12 December 2016/ Decentralization

Reader Privacy On The P2P Web

Vendor Lock-In #

The Peer-to-peer Web is a way of thinking about distributing web content over the internet that doesn’t rely on a central point of failure. Failure sometimes means the service disappears (like the Dropbox Public folder this week). Another type of failure is failure to scale due to a bottleneck. A good example of this is data infrastructure like Amazon S3 and Google Drive. By storing all your data in one place they create a bandwidth bottleneck that they then make you pay for. For a primer on the P2P web principles I recommend the post What is the P2P Web? To quote that article, "Once integrated into a browser, these principles enable users to publish independently of services, and move between applications freely".

To me the P2P web distinguishes itself from the web today by putting the user in control of their data. The web has long been about open standards for building cross platform applications like HTML, CSS and JavaScript, but falls short of providing a standard way for a user to control their online presence and data, e.g. being able to export their account from one application to another or use services like GMail without letting Google read their emails. Instead the web we have today becomes more and more siloed as large advertising based companies like Facebook and Google are incentivized to get us to give them more and more of our data. They have no incentive to let users easily export their data to or cohabitate their account with other competing services, so such mechanisms for putting the user in control of where their data lives never get built.

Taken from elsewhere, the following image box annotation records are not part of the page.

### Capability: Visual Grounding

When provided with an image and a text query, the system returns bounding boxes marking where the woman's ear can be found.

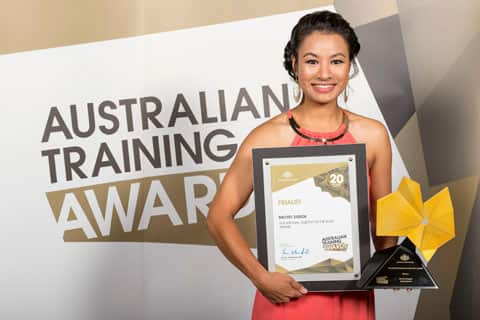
[290,54,298,80]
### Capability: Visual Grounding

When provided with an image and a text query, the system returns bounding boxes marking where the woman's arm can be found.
[368,122,398,250]
[207,127,306,303]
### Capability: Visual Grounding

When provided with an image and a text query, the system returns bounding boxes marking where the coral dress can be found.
[252,111,375,320]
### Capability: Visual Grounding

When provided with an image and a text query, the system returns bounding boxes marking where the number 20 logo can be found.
[329,173,345,184]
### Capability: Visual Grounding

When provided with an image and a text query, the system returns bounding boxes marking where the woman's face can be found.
[293,31,350,104]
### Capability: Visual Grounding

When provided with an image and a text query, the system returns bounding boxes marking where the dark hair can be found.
[283,11,360,80]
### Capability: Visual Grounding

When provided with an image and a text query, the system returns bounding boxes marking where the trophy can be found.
[357,177,455,289]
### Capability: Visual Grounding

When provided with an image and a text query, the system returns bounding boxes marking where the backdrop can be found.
[0,1,478,319]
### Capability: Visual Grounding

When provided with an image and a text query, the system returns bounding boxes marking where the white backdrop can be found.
[0,5,418,320]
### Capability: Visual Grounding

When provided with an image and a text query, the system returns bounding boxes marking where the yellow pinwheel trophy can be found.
[358,177,455,289]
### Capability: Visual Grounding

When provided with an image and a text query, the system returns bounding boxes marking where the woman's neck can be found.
[294,101,343,132]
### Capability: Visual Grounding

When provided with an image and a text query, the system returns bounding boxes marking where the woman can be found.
[208,11,397,320]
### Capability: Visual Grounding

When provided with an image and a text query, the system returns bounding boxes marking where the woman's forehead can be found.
[298,31,348,55]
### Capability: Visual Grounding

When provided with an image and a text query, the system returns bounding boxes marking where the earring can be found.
[343,84,349,103]
[293,79,303,103]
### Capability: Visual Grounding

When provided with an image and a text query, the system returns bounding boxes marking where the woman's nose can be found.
[317,62,332,80]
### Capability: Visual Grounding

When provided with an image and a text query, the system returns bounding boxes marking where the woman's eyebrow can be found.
[303,52,346,58]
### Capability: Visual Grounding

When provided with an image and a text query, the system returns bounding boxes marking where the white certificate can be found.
[254,146,369,292]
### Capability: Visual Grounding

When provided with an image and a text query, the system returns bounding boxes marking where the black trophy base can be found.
[357,238,438,289]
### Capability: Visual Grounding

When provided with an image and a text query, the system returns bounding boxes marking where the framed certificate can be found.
[253,144,370,291]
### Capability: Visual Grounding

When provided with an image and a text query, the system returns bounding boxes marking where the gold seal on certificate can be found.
[253,144,370,291]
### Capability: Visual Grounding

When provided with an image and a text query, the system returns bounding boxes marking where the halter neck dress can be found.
[252,110,375,320]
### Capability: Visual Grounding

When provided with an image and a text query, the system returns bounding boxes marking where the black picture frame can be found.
[252,144,370,291]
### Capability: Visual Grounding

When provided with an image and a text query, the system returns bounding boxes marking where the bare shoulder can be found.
[243,113,294,149]
[346,111,388,143]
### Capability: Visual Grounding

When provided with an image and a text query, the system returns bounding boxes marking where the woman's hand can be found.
[256,272,308,303]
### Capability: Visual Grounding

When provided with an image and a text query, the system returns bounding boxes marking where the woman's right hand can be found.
[256,272,308,304]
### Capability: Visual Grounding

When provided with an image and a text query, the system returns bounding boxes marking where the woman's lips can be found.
[312,84,335,93]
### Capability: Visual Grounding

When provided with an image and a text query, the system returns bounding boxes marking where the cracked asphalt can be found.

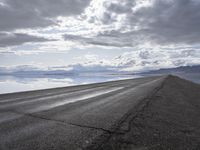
[0,76,200,150]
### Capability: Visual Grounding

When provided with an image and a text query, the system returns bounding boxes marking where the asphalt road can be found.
[0,76,200,150]
[0,77,165,150]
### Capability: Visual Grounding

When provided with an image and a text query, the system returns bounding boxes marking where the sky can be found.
[0,0,200,71]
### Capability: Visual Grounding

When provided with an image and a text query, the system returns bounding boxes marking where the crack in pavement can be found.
[6,111,123,134]
[86,78,167,150]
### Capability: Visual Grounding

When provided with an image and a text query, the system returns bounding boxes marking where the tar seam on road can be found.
[85,77,168,150]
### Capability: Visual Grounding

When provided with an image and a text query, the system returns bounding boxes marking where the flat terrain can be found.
[0,76,200,150]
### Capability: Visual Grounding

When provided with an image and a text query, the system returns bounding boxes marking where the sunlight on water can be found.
[0,75,138,94]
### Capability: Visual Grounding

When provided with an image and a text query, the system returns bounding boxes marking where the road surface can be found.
[0,76,200,150]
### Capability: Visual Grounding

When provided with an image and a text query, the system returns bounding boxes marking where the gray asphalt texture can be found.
[0,76,200,150]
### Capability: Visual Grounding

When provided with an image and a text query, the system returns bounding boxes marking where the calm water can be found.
[0,76,139,94]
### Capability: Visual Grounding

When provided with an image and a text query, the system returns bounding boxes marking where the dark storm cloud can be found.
[0,0,90,31]
[0,33,52,47]
[65,0,200,47]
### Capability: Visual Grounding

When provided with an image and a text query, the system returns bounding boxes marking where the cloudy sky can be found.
[0,0,200,71]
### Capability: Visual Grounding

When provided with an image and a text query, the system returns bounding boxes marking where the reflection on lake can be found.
[0,75,139,94]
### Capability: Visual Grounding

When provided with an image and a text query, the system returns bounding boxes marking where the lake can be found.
[0,75,140,94]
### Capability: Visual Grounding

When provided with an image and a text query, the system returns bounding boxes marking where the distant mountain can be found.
[138,65,200,83]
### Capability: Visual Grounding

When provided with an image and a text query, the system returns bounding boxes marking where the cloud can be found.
[64,0,200,47]
[0,32,51,47]
[0,0,90,31]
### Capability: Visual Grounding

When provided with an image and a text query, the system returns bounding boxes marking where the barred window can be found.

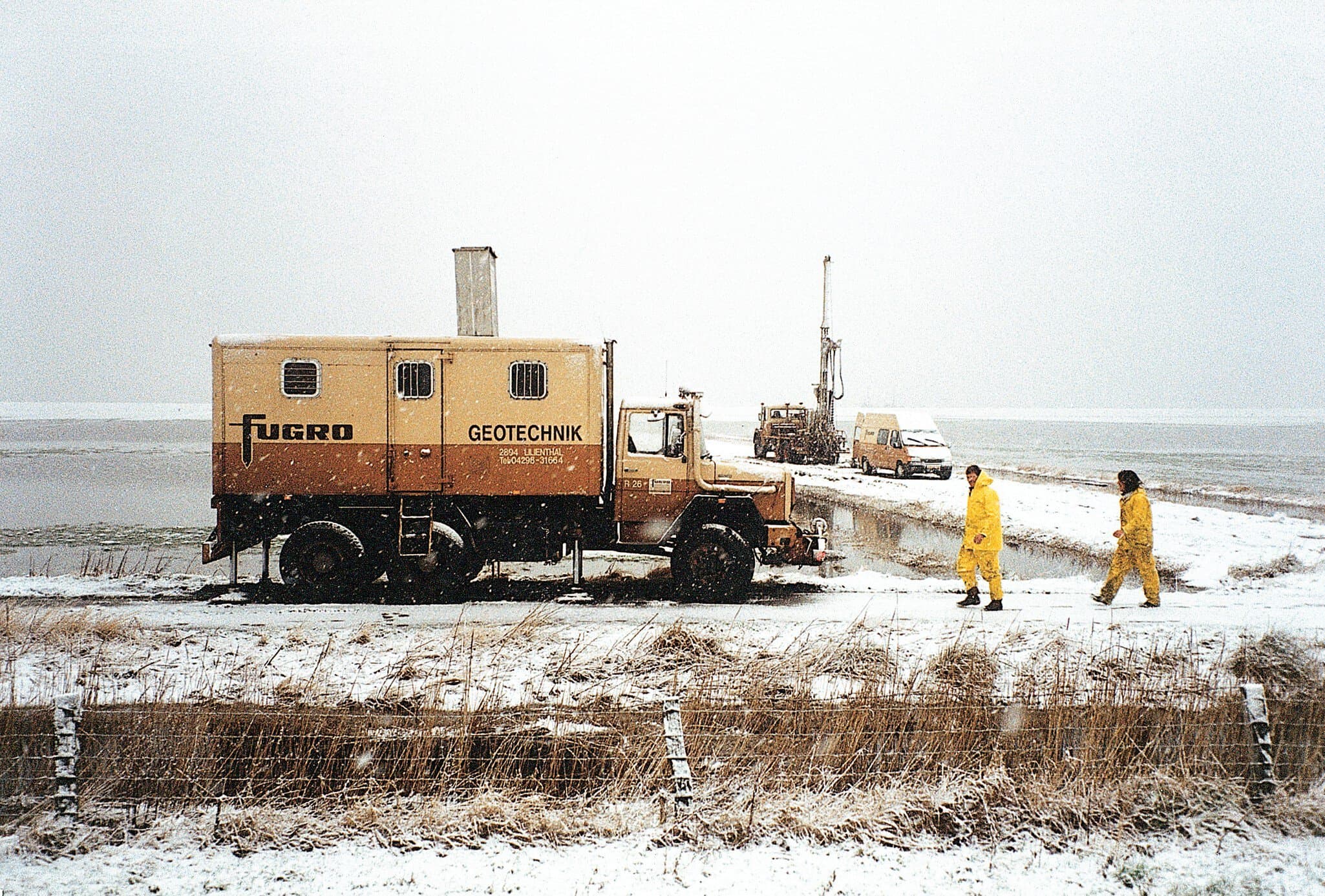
[281,358,322,398]
[396,361,432,398]
[510,361,547,399]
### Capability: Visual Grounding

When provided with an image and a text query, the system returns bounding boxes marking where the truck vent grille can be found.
[281,361,322,398]
[510,361,547,399]
[396,361,432,398]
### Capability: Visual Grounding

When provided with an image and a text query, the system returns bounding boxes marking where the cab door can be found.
[616,411,693,545]
[387,348,441,492]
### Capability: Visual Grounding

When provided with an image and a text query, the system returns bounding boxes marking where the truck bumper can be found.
[763,520,828,566]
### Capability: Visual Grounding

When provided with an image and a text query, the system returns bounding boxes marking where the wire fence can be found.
[0,688,1325,807]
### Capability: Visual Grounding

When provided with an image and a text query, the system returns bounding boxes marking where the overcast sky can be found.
[0,0,1325,407]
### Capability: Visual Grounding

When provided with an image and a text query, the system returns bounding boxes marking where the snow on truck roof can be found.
[212,333,598,351]
[856,408,938,429]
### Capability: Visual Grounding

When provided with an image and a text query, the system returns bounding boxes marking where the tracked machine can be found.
[754,256,847,464]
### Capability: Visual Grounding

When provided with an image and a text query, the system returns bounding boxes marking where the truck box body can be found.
[212,337,604,496]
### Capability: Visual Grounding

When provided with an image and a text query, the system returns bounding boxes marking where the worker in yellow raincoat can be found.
[1093,469,1160,607]
[957,464,1003,610]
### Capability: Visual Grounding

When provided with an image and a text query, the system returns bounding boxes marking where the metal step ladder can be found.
[399,498,432,557]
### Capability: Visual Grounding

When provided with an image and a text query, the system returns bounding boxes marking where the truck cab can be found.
[613,390,825,594]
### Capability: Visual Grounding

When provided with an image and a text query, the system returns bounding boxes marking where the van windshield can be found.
[902,429,948,447]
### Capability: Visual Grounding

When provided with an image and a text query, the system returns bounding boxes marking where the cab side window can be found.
[626,414,685,457]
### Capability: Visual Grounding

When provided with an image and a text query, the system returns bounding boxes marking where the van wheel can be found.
[387,522,483,603]
[280,520,368,601]
[672,522,754,601]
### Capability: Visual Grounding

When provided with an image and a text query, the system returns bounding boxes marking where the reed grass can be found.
[0,620,1325,848]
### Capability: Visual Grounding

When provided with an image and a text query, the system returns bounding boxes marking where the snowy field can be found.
[0,443,1325,895]
[0,824,1325,896]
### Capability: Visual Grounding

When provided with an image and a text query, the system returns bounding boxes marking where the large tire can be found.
[672,522,754,601]
[387,522,483,603]
[280,520,371,601]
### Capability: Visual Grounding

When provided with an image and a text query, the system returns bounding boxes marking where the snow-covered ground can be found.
[0,826,1325,896]
[710,440,1325,588]
[0,444,1325,896]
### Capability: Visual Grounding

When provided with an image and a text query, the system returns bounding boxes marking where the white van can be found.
[851,411,953,478]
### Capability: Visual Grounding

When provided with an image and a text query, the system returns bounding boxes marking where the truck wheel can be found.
[280,520,365,599]
[387,522,483,603]
[672,522,754,601]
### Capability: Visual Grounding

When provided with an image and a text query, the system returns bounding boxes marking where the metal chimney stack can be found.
[452,245,497,337]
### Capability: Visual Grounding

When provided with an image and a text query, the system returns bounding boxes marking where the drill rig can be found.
[754,256,847,464]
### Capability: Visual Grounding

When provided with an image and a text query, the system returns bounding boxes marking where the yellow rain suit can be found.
[957,473,1003,601]
[1100,488,1160,607]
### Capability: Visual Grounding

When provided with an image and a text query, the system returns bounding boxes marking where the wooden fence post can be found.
[1239,683,1275,803]
[56,693,82,820]
[662,697,694,809]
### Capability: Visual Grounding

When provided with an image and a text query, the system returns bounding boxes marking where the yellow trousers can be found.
[957,548,1003,601]
[1100,544,1160,606]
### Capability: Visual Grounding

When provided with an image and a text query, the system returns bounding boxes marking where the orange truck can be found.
[203,336,827,599]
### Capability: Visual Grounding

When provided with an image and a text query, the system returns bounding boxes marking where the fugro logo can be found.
[231,414,354,467]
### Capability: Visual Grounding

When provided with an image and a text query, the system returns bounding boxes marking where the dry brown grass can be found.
[1228,554,1306,579]
[0,603,142,647]
[929,641,998,693]
[1228,632,1321,690]
[0,623,1325,849]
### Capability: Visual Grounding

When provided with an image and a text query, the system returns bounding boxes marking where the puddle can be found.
[796,496,1109,581]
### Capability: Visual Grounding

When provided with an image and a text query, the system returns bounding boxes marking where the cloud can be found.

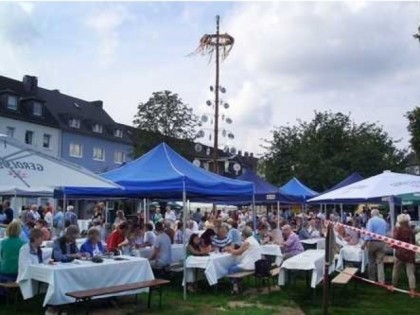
[86,5,132,65]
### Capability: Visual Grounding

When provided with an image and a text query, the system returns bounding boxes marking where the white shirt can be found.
[238,236,261,270]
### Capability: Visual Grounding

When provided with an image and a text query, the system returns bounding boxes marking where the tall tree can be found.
[405,107,420,160]
[261,112,406,192]
[133,90,198,157]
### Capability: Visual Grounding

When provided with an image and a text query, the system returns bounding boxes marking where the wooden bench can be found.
[66,279,170,314]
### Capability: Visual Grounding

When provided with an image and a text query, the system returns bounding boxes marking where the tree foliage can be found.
[405,107,420,160]
[261,112,406,192]
[133,90,198,157]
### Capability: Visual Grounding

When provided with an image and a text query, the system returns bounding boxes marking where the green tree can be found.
[133,90,198,157]
[261,112,406,192]
[405,107,420,160]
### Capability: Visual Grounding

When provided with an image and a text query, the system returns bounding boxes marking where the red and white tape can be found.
[326,221,420,254]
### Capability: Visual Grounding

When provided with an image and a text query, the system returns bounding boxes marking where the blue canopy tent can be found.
[236,170,297,204]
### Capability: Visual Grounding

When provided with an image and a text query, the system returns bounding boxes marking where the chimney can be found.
[90,101,104,109]
[22,75,38,93]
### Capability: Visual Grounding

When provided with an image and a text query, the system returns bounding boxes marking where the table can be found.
[17,256,154,306]
[261,244,283,266]
[279,249,334,288]
[185,252,236,285]
[132,244,185,263]
[300,237,325,249]
[336,245,368,273]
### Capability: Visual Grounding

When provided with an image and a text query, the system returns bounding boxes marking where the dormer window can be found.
[33,102,42,117]
[69,118,80,128]
[114,129,123,138]
[92,124,102,133]
[7,95,17,110]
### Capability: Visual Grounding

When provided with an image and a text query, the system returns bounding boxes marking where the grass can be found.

Users should be able choose where their data lives and who has access to it. Ultimately the P2P web is about giving users a choice based on their level of trust. On the web today the choice is binary, basically "their way way or the highway". If you sign up for and use a service like Facebook, you are trusting Facebook as the steward of your data. Your only other choice is to never sign up. They don’t provide you with a way to happily sync your Facebook account with all its data in realtime into other competing services over an open protocol, so if Facebook decides one day that they are going to stop hosting your old Instagram photos (like Twitter is currently doing with Vine), it becomes a scramble for users to back up their data before it gets deleted forever.

User Privacy and Trust #

Today’s advertising based services have these incentives:

1: Acquire more user data (for advertising)
2: Keep users data and privacy protected, as long as it doesn’t hinder #1

Having all our data stored in one physical location is obviously bad if the service disappears or is hacked into and leaked online or secretly subpoenaed by the government. For this post let’s set the issue of long term storage privacy aside and instead focus on on reader privacy.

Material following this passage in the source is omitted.